Based on a similar campaign from WRA India, What Women Want is bringing together individuals and organizations to ask this basic yet often ignored question: What is your one request for quality reproductive and maternal healthcare services? The answers heard in India were simple: My own bed. Enough supplies for mine and my baby’s medical needs. A clean facility. Those responses have been turned into a 10-point advocacy agenda that is helping to clarify and advance quality and respectful care in India.
Taking the campaign global is a huge step forward, and responses will be aggregated into a global picture of what women want and disaggregated by country to help governments prioritize resources in a meaningful way. Just one week in, women from around the world are eager to have their voices heard and help set the health agenda. In Pakistan, women asked for privacy in facilities and to be treated with dignity. In Kenya, women said they did not want to be insulted by their doctors and nurses. In Nigeria, women asked to be informed of their rights.
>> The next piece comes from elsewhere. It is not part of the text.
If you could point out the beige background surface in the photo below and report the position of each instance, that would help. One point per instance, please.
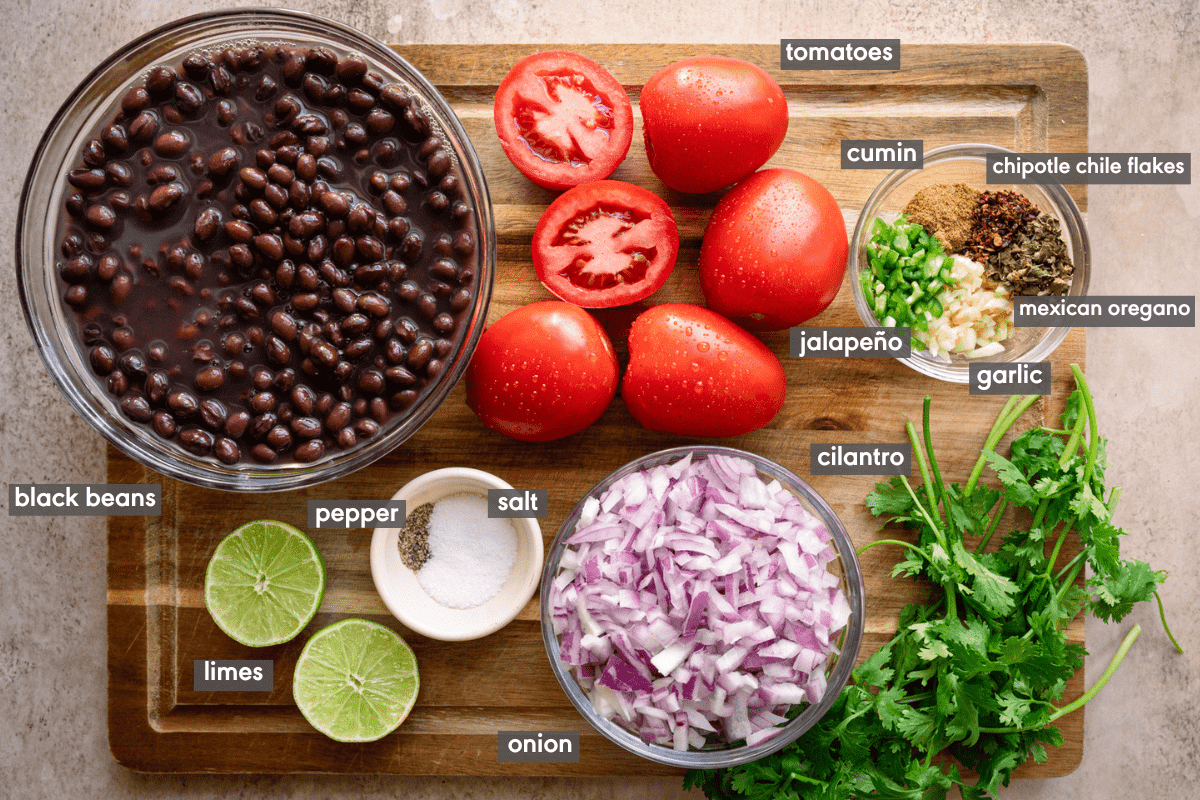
(1143, 733)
These asks are modest, yet profound in that every woman should be able to expect access to fundamental services of quality, and respect.
The results from the What Women Want campaign can be a helpful guide for other people-centered efforts around UHC, as it will help governments, health professionals, private providers and civil society organizations better understand what is most important to women and girls when it comes to their healthcare and to push for change within countries and communities.
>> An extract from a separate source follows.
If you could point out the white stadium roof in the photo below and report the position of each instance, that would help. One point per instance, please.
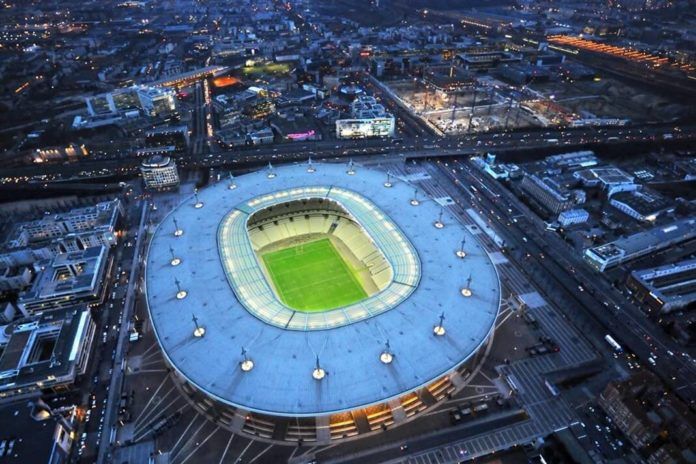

We hope too, that it will also set an example of what can be accomplished when citizens are involved in creating the health policies and services that are meant for them, because when governments know what citizens want in their health services, it will help them focus their human and financial resources in a way that will improve health outcomes and strengthen health systems. As Ministries of Health begin planning their commitments to increase access and decrease out-of-pocket spending to reach UHC by 2030, it is imperative they take a people-centered approach to understand what it is individuals and communities see as quality health facilities and services.